The domain relating to the intervention (items 5–8) was least often reported; Klesges et al. reported a similar issue [10]. While faithful replication of a novel intervention may depend on detailed reporting of intervention components and implementation [13], this may be less important for a well established intervention, such as housing improvements. Moreover, for complex social interventions, such as housing improvements, data confirming intervention function may be of more value than the details of intervention form [14]. Data on changes effected by the intervention, such as improved warmth, may be used to refine generalisable theories regarding tackling socio-economic determinants of health even where the specific intervention may not be widely generalisable. Where there is evidence to support the theory that changes in an intermediate outcome can lead to health, selection and implementation of appropriate and effective interventions to improve a named socio-economic outcome, such as warmth, may be made locally. This issue is of particular relevance to interventions where the hypothesised health impacts are dependent on the intervention affecting an intermediate variable, for example healthy public policy interventions tackling socio-economic determinants of health.

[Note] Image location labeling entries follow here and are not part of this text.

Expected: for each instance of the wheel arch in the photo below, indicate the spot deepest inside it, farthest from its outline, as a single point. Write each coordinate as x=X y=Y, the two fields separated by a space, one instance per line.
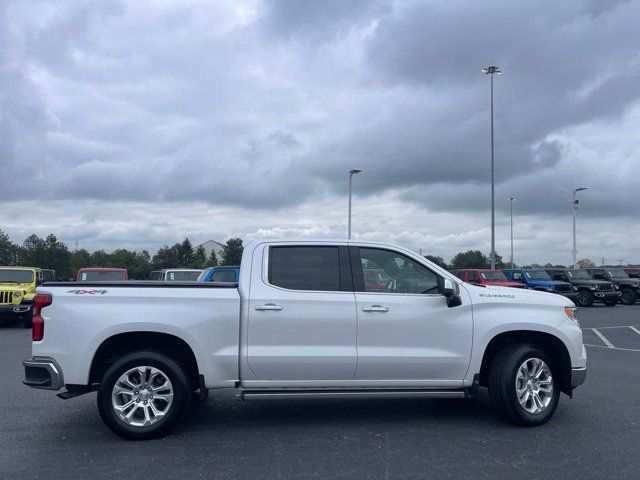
x=115 y=346
x=550 y=344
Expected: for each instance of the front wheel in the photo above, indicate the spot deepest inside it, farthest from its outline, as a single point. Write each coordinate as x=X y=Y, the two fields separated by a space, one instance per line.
x=584 y=299
x=143 y=395
x=522 y=385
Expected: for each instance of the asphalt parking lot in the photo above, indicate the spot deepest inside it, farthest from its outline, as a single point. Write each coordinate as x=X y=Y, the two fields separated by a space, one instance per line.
x=595 y=435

There is little doubt that reporting of external validity items needs improving. However, in agreement with Green et al, development of a standard tool may not be appropriate [6]. In our study there was poor agreement between the two assessors in the interpretation of the tool. In response it was necessary to amend and clarify meaning to allow appropriate application of the tool to this group of studies. Specifically, aspects of maintenance and reach require tailoring to the intervention, and reporting of differential effects using sub-group analysis will inevitably be limited where studies are typically small. Where a well established intervention like housing improvement is being evaluated items assessing reporting of population details (namely items 2 & 3) may require editing to clarify whether they relate to reporting of the target population and context for the study or the wider intervention. We chose to focus on the study population. In addition, criteria to indicate the extent of reporting were developed to reflect issues pertinent to our particular group of studies. The use of graded criteria improves the sensitivity and interpretation of the tool beyond the previous version which is restricted to a binary assessment [10, 11].

Conclusion

The RE-AIM checklist provides a useful framework to guide authors about which external validity items to report but, as indicated in earlier discussions, strict adherence to the checklist may not be appropriate. Despite this there is a need for authors to improve reporting of items to improve the transferability of the research findings. Within health public policy, the hypothesised health impacts of interventions are often dependent on an intermediate impact on a socio-economic determinant of health. Data confirming the function of the intervention may be as important as details of the intervention form and may help refine generalisable theories about the health impacts of tackling socio-economic determinants of health.

Funding

HT & ST are funded by the Chief Scientist Office at the Scottish Government Health Directorate as part of the Evaluating Social Interventions programme at the MRC Social and Public Health Science Unit, (U.130059812).